On déplore juste un certain manque de maniabilité du
pad de
navigation général placé à droite de l'écran.
Malgré la
complexité de la bête, les menus restent toujours clairs grâce à de
nombreux pictogrammes en couleurs. Cet appareil « expert » laisse tout
de même la place à quelques fonctions de retouche embarquées, comme des
filtres colorés ou cet étonnant outil de déformation d'image destiné à
« amaigrir » votre sujet. Inutile de dire ce que l'on pense de ce
gadget. Plus concrètement, il faut noter que Pentax a abandonné
l'alimentation par piles AA, assez utile en cas de panne. Même la
poignée d'alimentation disponible en option ne fonctionne qu'avec des
batteries Li-ion. Dommage.
Le mode rafale annoncé à 3 photos par seconde jusqu'à remplissage de
la carte a été vérifié, du moins avec un carte SD rapide. L'autofocus
du K10D se montre très réactif et précis, même dans les
situations difficiles (sujet peu contrasté, lumière insuffisante). La
bague de l'objectif permet une retouche manuelle du point, une
spécificité bienvenue. Ce 18-55 mm, qui parvenait à faire illusion sur
les précédents reflex Pentax, souffre un peu de la finesse des 10
Mpix du capteur. Les détails sont bien là, mais les défauts de
l'objectif n'en sont que plus visibles. Celui-ci pêche en particulier
par un cruel manque de piqué sur les bords de l'image et par des
aberrations chromatiques trop marquées. Pour exploiter au mieux ce très
beau boîtier, les plus exigeants se tourneront donc vers la série
d'objectifs haut de gamme à focale fixe développée par Pentax.
Dans
toutes les configurations, le traitement des images est très
satisfaisant, malgré quelques hésitations des systèmes de mesure. La
balance des blancs automatique nous a semblé un peu « froide » et assez
sensible aux sujets très colorés. Heureusement, les nombreux réglages
personnalisés de la balance chromatique permettent de corriger le tir.

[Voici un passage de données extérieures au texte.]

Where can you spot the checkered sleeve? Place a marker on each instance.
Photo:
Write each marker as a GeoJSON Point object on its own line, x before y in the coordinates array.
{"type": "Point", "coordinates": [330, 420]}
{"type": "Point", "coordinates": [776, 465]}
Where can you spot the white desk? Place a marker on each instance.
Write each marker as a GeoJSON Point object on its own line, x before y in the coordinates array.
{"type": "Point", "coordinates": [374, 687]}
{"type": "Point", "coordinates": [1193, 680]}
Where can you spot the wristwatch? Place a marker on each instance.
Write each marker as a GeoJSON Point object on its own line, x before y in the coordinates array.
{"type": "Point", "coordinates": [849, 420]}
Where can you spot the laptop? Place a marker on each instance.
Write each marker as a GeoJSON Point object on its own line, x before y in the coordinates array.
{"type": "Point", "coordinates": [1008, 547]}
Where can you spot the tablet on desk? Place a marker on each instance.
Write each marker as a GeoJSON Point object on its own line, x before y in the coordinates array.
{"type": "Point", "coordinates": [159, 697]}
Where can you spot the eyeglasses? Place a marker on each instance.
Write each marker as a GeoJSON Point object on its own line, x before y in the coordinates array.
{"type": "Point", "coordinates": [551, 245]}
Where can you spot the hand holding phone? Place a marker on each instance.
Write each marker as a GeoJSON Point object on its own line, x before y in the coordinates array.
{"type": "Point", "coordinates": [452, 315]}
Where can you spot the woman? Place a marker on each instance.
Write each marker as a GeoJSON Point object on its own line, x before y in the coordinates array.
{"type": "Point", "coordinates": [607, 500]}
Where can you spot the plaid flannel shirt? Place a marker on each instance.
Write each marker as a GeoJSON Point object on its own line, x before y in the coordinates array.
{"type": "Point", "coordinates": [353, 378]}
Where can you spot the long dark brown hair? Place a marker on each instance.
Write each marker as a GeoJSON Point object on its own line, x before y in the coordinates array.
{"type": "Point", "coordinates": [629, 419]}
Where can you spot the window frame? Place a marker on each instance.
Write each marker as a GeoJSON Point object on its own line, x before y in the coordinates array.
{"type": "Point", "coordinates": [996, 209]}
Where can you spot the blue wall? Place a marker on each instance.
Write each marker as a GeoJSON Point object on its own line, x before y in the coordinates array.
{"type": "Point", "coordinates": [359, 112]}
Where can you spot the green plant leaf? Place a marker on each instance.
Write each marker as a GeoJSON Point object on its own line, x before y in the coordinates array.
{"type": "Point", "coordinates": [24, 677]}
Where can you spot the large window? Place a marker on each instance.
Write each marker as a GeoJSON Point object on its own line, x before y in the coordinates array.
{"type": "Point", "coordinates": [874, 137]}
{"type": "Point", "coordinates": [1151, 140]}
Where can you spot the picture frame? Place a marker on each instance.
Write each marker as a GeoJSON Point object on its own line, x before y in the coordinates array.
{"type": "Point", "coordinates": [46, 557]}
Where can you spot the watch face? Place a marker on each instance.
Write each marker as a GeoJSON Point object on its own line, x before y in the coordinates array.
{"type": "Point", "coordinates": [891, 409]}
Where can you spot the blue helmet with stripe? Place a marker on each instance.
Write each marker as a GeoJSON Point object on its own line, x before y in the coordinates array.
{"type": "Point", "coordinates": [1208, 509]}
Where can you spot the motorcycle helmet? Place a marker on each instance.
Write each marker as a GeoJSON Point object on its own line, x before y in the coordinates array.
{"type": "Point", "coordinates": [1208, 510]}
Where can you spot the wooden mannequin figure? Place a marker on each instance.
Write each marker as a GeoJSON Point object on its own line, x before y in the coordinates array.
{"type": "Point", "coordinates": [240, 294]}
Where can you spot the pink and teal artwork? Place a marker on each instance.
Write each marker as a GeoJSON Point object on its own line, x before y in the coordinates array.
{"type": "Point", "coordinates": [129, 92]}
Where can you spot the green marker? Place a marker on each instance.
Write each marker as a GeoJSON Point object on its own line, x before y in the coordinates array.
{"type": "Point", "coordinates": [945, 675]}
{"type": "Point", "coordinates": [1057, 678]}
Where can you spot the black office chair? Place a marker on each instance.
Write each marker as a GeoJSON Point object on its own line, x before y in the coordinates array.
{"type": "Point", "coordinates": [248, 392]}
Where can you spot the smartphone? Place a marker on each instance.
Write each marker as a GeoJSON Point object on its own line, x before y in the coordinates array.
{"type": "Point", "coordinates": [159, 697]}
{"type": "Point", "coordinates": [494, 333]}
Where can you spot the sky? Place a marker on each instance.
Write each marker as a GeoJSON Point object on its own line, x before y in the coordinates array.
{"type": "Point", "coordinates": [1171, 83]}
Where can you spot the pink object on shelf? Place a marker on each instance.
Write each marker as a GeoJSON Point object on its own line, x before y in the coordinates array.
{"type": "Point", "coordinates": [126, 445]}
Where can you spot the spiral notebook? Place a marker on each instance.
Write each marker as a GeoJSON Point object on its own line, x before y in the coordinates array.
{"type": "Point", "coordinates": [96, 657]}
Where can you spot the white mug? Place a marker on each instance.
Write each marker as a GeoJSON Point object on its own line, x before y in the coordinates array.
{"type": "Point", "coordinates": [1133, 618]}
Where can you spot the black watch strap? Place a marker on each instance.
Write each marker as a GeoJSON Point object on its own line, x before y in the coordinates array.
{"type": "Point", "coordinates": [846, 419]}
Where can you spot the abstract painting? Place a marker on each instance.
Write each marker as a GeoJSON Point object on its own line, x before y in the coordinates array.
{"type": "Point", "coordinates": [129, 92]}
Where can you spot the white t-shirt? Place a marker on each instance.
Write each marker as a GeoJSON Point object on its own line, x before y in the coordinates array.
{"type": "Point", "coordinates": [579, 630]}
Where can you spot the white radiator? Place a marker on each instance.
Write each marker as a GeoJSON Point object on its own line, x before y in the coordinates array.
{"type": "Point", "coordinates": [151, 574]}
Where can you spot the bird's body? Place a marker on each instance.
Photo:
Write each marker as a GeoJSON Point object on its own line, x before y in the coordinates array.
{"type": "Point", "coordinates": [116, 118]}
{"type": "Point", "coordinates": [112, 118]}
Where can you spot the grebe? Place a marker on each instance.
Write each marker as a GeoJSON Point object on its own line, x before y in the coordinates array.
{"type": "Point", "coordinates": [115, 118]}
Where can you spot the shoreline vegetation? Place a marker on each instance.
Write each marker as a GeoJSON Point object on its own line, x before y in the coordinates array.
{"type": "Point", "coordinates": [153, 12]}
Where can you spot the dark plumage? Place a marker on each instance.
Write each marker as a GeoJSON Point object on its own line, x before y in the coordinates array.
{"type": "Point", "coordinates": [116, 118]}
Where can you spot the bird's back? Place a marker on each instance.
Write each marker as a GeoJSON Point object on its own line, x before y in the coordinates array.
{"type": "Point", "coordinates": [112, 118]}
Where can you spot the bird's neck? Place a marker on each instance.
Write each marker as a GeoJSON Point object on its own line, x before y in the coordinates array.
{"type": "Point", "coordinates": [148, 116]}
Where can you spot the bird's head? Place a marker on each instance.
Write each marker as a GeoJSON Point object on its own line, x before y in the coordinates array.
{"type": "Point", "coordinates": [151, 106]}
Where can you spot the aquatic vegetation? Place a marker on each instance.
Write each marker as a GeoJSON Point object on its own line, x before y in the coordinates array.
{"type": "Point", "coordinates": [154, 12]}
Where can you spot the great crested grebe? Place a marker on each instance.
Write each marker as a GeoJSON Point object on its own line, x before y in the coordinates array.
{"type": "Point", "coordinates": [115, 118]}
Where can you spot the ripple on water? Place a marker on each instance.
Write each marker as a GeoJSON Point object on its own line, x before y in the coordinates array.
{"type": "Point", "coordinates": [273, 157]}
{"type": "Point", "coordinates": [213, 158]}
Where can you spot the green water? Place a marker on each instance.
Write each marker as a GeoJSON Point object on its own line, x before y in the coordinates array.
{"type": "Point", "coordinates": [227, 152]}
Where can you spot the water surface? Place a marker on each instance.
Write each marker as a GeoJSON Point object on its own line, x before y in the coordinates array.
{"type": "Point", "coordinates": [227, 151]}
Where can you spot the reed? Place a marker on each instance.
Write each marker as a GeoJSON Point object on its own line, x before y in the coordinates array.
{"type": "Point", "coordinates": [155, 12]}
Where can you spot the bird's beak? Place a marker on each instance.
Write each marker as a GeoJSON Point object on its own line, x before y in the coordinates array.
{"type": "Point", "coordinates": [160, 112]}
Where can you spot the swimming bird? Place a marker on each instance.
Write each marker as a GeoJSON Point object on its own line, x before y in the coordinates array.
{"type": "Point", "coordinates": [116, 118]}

De même, la mesure d'exposition évaluative a souvent tendance à
sous-exposer un peu l'image. La dynamique du capteur, tout à fait
convenable, et la possibilité de recourir au format Raw relativisent un
peu ce problème. Au final, le
K10D est un appareil au fort potentiel mais tout de même assez difficile à
maîtriser.

A moins de 1000 € avec l'objectif, le Pentax K10D fait la totale :
stabilisateur, antipoussière, finition quasi pro, capteur 10 Mpix,
autofocus évolué, fonctions ultracomplètes, ergonomie très bien
pensée... la liste de ses qualités
est longue ! Les performances sont tout à fait à la hauteur de nos
espérances, la réactivité et la qualité des images sont dignes de son
rang. Le boîtier mérite cependant un meilleur objectif que celui du
kit. De plus, sa complexité le destine aux photographes
chevronnés. Ces remarques valent logiquement pour le
Samsung GX-10, véritable frère jumeau du Pentax, proposé au même prix.